The NB7V52M flop is only about $13 in quantity.
>
>
So far I've only needed "semi-analog", meaning just one bit and then I
did it using RF transistors. It is amazing, you can buy >100GHz fT for
less than 20 cents in qties.
>
When I was a kid I had to shell out around $3 for an AF116 Ge-transistor
that had an fT of 75MHz. In 1970's Dollars, which really hurt. Digital
wasn't any better. I needed a 1kbit RAM for a project and that set me
back about 10 bucks. It still works.
My first transistor was a Raytheon CK722 germanium. I think Ft was
measured in KHz. It cost $7, about a month's allowance, or dinner for
two at a decent restaurant.
Now you've revealed your age bracket :-)
I salvaged some German OC-series Ge-transistors out of discarded gear.

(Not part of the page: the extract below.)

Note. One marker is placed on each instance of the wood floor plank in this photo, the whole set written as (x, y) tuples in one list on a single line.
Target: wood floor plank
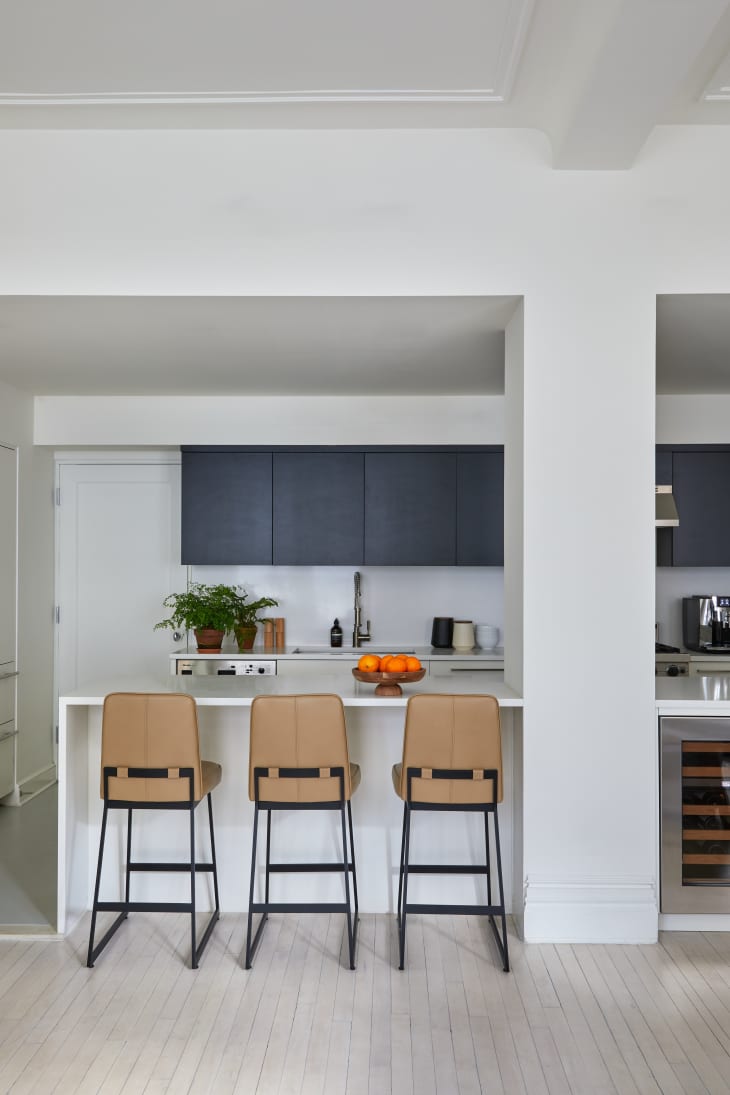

https://www.cedist.com/products/transistor-oc45-valvo-germanium-so-2-glass-case-pnpYou could scrape off the black paint and clear glass showed up, with the bare transistor inside. That way I had free opto-transistors that could be used for really cool stuff. LDRs were very expensive over there so that helped a lot.
I got tubes for free.
Same here. In Germany we had regular bulk waste days where people placed their non-working TV sets and similar large items at the curb for pickup. I carted a lot of that home, all on the baggage rack of my bicycle. Some TVs I repaired, others I used for scavenging. Unfortunately the German ones had a suicide chassis (hot) and the tube filaments were all in series. 300mA but the voltages varied widely. So I had to rewind transformers for the filaments. Finding old radios brought easier tubes with 6.3V filaments but that also meant a fierce scavenger competition. Who ever got up earlier or had a faster bike won.